Carolyn Heckman, PhD, an associate professor in the Cancer Prevention and Control Program at Fox Chase Cancer Center advices people to be proactive when it comes to skin cancer prevention. She says, “As we move into spring and summer, many Americans will start spending more time outdoors. However, exposure to harmful UV rays from the sun and indoor tanning can increase the risk of skin cancer. Taking the time to get educated about the risks of UV exposure, along with taking steps to protect yourself from UV rays can make a big difference for your health while still allowing the opportunity to enjoy outdoor activities."

Consider these easy tips:

  • Seek shade, particularly in midday hours — between 10 a.m. and 4 p.m. — when the sun’s rays are strongest. Use the shadow test to determine the strength of the sun’s rays: if your shadow is shorter than you, the sun’s rays are the strongest, so be sure to protect yourself.

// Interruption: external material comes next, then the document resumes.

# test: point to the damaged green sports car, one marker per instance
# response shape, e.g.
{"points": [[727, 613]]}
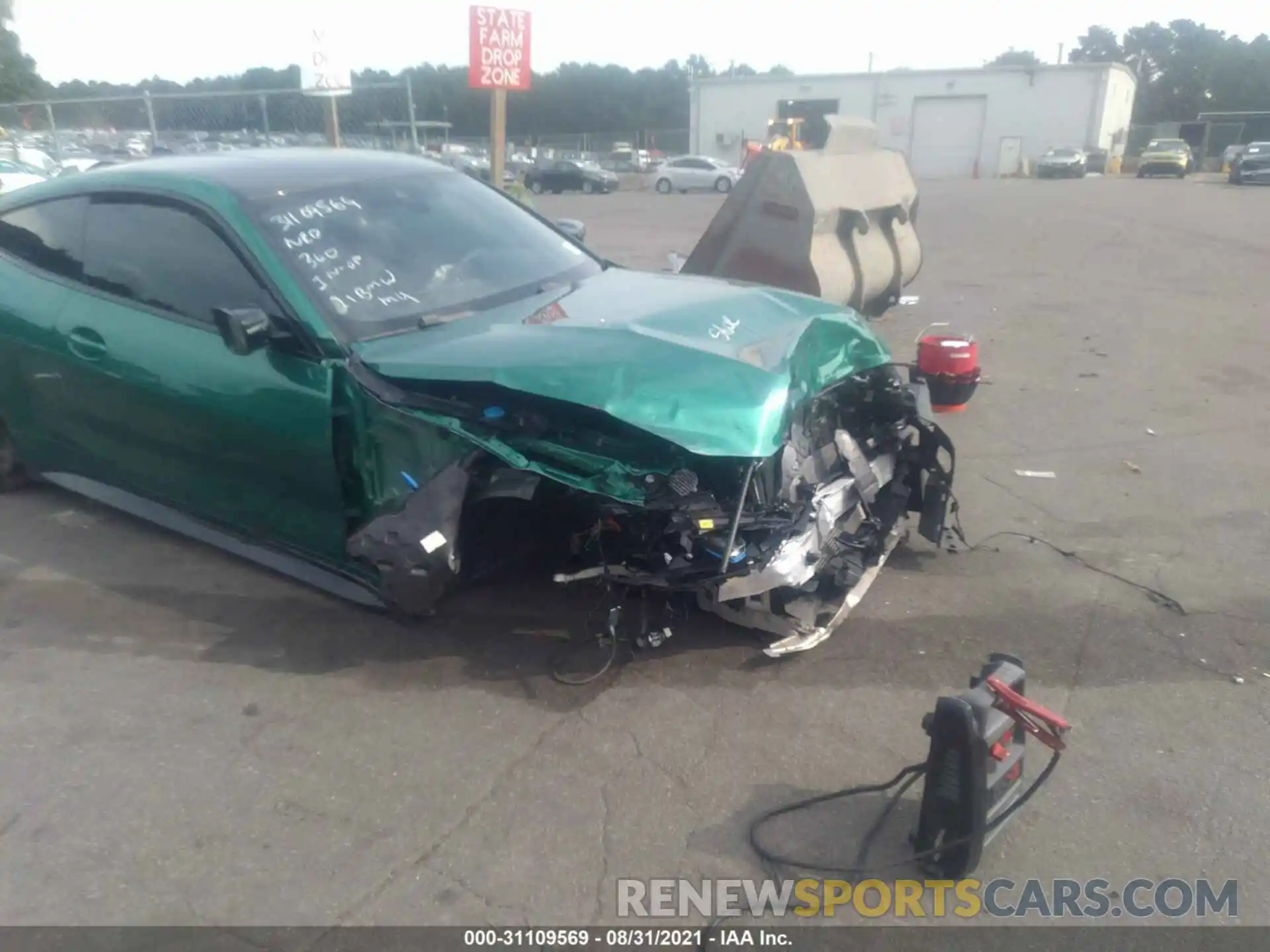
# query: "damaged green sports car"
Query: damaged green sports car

  • Use a broad spectrum (UVA/UVB) sunscreen with an SPF of 30 or higher every day on all unprotected skin. Reapply every two hours and after swimming, toweling dry or sweating. Use sunscreen even on hazy or overcast days.
  • Cover up with protective, tightly woven clothing and a broad-brimmed hat. Avoid straw hats with holes that let sunlight through. UV-blocking sunglasses are also essential for protecting the delicate skin around the eyes and the eyes themselves.
  • Avoid tanning beds, booths and sunlamps. According to the Centers for Disease Control and Prevention (CDC), indoor tanning increases a person’s risk of getting skin cancer, including melanoma. Indoor and outdoor tanning are both dangerous.